L’Assemblée générale élective de la Fédération Malagasy de Basket-Ball s’est tenue mercredi 11 février à Mahamasina. Vingt ligues ont participé au vote, permettant de renouveler les instances dirigeantes de la fédération pour les prochaines années.

Une direction consolidée

L’élection du bureau directeur a confirmé Jean Michel Ramaroson à la présidence de la FMBB. Il sera épaulé par Alain Ramanarivo, élu vice-président, tandis que Tsiry Colombe Ralalaharison occupera le poste de secrétaire générale et Emmanuel Ravoson celui de trésorier. Ces choix traduisent une continuité dans la gouvernance de la fédération, après plusieurs années de structuration et de développement du basketball malgache. Selon les participants, cette équipe dispose d’une expérience solide pour poursuivre les projets en cours et préparer les prochaines compétitions internationales. La reconduction de Ramaroson à la tête du bureau témoigne de la confiance accordée par les ligues dans sa capacité à maintenir le rayonnement du sport à l’échelle nationale et africaine.

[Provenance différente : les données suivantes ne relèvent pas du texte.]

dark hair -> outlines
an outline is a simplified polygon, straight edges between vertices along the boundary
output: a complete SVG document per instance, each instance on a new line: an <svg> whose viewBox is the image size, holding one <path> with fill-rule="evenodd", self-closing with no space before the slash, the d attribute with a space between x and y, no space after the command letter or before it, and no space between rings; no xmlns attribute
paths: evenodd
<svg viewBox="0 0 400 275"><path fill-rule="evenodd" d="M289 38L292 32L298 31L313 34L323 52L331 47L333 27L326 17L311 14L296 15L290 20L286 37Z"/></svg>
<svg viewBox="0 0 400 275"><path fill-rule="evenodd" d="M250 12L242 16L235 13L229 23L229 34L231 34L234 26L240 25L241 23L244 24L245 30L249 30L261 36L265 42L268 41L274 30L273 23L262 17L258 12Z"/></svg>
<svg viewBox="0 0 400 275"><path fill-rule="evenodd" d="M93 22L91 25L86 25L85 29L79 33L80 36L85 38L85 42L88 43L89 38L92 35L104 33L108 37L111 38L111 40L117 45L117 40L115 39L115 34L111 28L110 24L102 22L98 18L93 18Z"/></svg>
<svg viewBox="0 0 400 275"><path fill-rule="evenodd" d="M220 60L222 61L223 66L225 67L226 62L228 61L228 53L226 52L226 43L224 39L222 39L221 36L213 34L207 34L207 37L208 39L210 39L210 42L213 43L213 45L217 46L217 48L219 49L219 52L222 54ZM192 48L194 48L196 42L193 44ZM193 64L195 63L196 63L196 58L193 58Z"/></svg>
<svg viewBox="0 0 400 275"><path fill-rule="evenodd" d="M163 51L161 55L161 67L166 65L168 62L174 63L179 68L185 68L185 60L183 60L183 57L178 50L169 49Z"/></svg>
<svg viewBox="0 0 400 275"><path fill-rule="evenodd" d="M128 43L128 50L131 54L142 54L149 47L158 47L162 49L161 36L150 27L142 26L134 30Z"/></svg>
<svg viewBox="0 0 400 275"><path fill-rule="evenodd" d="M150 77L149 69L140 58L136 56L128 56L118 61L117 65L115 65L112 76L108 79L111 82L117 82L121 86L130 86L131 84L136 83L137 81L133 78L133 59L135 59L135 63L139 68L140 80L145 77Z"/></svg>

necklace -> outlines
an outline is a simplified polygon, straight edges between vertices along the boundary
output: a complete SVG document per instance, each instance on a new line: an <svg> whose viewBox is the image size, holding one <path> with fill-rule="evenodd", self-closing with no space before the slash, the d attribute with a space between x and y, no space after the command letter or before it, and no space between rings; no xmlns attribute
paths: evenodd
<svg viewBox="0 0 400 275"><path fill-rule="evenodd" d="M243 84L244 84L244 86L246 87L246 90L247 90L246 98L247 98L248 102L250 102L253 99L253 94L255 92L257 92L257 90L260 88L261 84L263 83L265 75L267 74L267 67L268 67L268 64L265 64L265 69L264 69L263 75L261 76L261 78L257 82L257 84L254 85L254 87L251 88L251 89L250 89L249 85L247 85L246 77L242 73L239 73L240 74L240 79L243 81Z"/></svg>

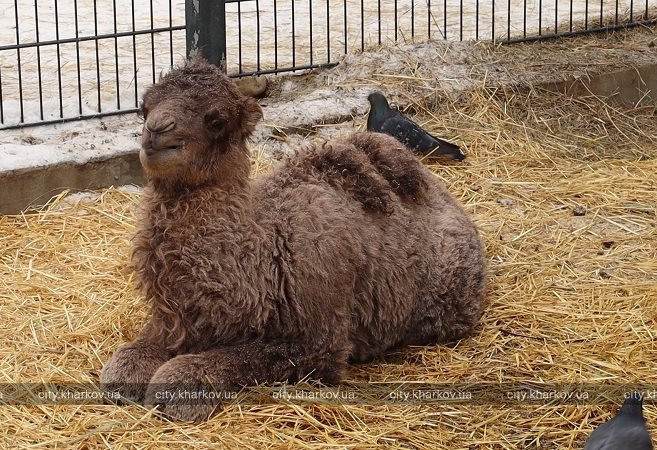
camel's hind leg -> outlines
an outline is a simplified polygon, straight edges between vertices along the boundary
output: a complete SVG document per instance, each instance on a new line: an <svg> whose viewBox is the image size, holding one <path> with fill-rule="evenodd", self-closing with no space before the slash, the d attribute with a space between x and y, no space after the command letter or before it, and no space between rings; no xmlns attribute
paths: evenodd
<svg viewBox="0 0 657 450"><path fill-rule="evenodd" d="M462 231L441 230L439 263L423 274L424 293L414 305L402 344L455 342L479 323L486 299L484 249L475 233Z"/></svg>

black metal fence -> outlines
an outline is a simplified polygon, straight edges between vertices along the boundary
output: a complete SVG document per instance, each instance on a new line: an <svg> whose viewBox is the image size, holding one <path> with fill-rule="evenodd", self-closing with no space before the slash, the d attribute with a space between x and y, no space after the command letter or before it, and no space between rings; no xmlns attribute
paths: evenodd
<svg viewBox="0 0 657 450"><path fill-rule="evenodd" d="M222 9L223 33L212 20ZM186 57L186 40L212 40L205 51L222 60L223 50L241 76L394 42L513 42L656 18L657 0L4 0L0 129L135 111L142 89Z"/></svg>

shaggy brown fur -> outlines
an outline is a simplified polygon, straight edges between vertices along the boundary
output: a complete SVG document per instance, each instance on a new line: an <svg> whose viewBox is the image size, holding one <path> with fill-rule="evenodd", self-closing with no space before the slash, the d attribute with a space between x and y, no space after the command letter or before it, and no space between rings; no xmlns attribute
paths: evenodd
<svg viewBox="0 0 657 450"><path fill-rule="evenodd" d="M149 186L133 253L153 306L103 369L107 389L201 420L232 390L448 342L477 323L484 249L463 209L395 139L307 144L249 180L260 107L193 61L143 99Z"/></svg>

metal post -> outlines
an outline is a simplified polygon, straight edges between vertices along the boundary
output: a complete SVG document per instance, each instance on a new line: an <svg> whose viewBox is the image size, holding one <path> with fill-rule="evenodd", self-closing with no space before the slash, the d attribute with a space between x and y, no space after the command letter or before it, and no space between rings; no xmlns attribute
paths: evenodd
<svg viewBox="0 0 657 450"><path fill-rule="evenodd" d="M201 55L226 71L225 0L185 0L187 57Z"/></svg>

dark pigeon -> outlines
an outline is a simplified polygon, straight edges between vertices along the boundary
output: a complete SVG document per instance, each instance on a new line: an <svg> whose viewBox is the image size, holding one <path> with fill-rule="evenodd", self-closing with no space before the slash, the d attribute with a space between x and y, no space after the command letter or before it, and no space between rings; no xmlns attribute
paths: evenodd
<svg viewBox="0 0 657 450"><path fill-rule="evenodd" d="M630 394L616 417L593 430L584 450L652 450L641 394Z"/></svg>
<svg viewBox="0 0 657 450"><path fill-rule="evenodd" d="M417 123L391 109L380 92L373 92L367 100L371 105L367 116L368 131L388 134L422 155L449 156L458 161L465 159L457 145L430 135Z"/></svg>

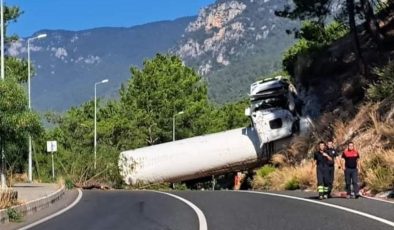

Des conseillers pour un suivi élargi

Outre le bureau, neuf conseillers ont été désignés afin d’accompagner les décisions stratégiques et soutenir les initiatives locales. Parmi eux figurent Jimmy Randriamandimby, Onja Soloharinivo, Pascal Rasaony, Fanja Rabenjamina, Brenda Nomenjanahary, Anjatiana Narivo, Heriniaina Andriatsima, Ando Razafindrabe et Santatra Andrianaina. Leur rôle sera de veiller au développement des clubs, à la formation des jeunes et au suivi des programmes de compétition. La diversité de ce groupe permet de représenter différents points de vue et d’assurer un dialogue constant entre les acteurs du basketball sur le terrain et la fédération nationale.
Avec ce renouvellement, la FMBB confirme sa volonté de renforcer sa structure et d’élargir son expertise. Les prochains mois seront déterminants pour la mise en œuvre des projets sportifs et l’accompagnement des ligues, dans la continuité d’une politique déjà tournée vers la décentralisation et le renforcement des talents malgaches.

(source: moovmg)

Cyclone Gezani : « Madagascar ne pourra pas faire face seul »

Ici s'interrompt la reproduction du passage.